# Unsplash Dataset Creator

![](https://drive.google.com/uc?export=view&id=1TR9ydn_Kw180cQzP-LDvT52VwtNyxgr6)

This *Jupyter Notebook* creates a dataset containing locally (on a hard drive) stored images, downloaded from the official [Unsplash Dataset](https://unsplash.com/data). It can be used with the *Lite* and the *Full* version, but the official dataset has to be downloaded or requested separately.

Import `DatasetCreator` from `dataset_creation_helpers.py`.

In [1]:
from dataset_creation import DatasetCreator
import cv2

A new instance of `DatasetCreator` is created and the `photos.tsv000` file from the official [Unsplash Dataset](https://unsplash.com/data) are loaded.

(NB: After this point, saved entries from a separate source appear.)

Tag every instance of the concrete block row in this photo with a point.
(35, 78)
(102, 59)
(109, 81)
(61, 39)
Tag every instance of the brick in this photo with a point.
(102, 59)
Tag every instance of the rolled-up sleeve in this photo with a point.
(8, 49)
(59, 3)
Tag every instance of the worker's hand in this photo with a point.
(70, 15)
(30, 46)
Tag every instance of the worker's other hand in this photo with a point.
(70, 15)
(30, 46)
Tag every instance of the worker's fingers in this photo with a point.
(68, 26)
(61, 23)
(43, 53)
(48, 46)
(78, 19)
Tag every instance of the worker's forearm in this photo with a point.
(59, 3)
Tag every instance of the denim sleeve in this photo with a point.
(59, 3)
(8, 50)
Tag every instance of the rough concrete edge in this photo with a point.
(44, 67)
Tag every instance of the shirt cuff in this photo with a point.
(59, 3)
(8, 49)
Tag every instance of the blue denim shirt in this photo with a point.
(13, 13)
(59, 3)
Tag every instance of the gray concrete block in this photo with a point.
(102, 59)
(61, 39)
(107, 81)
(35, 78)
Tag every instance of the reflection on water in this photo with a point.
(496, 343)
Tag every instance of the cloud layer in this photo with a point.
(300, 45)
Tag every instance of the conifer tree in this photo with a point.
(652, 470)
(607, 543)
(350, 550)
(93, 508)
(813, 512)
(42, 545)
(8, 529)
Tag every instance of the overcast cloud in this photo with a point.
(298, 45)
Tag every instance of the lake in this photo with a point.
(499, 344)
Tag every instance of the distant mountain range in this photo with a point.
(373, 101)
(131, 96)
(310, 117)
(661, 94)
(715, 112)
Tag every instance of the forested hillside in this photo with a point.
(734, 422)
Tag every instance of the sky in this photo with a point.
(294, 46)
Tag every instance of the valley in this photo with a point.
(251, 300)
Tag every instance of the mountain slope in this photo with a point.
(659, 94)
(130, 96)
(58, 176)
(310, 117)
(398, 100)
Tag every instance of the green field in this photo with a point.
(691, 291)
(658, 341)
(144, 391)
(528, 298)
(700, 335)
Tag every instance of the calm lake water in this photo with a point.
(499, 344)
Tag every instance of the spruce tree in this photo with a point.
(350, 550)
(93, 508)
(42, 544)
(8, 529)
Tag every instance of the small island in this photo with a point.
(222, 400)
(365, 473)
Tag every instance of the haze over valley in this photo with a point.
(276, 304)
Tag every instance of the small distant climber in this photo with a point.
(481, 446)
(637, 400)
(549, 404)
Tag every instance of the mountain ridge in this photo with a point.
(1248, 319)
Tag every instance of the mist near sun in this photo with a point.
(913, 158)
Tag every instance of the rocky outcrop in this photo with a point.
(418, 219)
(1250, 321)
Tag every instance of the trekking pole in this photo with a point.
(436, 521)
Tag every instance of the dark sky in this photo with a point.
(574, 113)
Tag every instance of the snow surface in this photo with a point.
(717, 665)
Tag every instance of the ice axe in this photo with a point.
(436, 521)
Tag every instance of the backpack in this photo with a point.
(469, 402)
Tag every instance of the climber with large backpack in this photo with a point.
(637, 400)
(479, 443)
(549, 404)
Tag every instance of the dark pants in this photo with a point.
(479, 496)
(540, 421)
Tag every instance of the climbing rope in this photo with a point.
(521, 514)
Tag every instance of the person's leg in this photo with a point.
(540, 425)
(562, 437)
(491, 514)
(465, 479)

>| Parameter    | Description |
>|--------------|-------------|
>|path_in       | Path to the official [Unsplash Dataset](https://unsplash.com/data).
>|path_out      | Indicates where the downloaded dataset should be stored.
>|sizes         | List with the resolutions the images should be downloaded (All the images are squares).
>|dataset_size  | Amount of images the user wants to use in a future project.

In [None]:
dataset_creator =DatasetCreator( 'D:\\UNSPLASH Dataset Full', 'D:\\Local UNSPLASH Dataset Full',
        sizes = (1024, 512, 256, 128, 64, 32),
        interpolation=cv2.INTER_LANCZOS4,
        dataset_size=1.2e6,
        dataset_type='Unsplash Dataset Full',
        author_name='Lukas Hueglin')

dataset_creator.load_dataframe()

If you want to know the estimated dataset size, run the next code cell.

In [None]:
dataset_creator.estimate_dataset_size()

As many *photo_image_urls* as specified in `dataset_size` are loaded(`search_images()`) and then downloaded(`download_images()`). They are downloaded via multiprocessing, the number of parallel processes can be specified in `NUM_PROCESSES`. The hole downloading process is structured into different batches. The number of these can be entered through `BATCH_SIZE`. If you want to continue to download images anfer a few days, you can specify the batches you want to download with `batch_range=` in `download_images()`. \
<sup>*Note: The search_images() function might be updated, so that it is possible to narrow down the download with keywords.*<sup>

In [None]:
BATCH_SIZE = 1000
NUM_PROCESSES = 10

urls = dataset_creator.search_images()
dataset_creator.download_images(urls, BATCH_SIZE, NUM_PROCESSES, batch_range=(1134, 1200))

In `save_cache()` all the image URLs will be stored in `cache.csv`. Then a README.md file will be created through the call of `make_README()`.

In [None]:
dataset_creator.save_cache(urls)
dataset_creator.make_README(urls, BATCH_SIZE)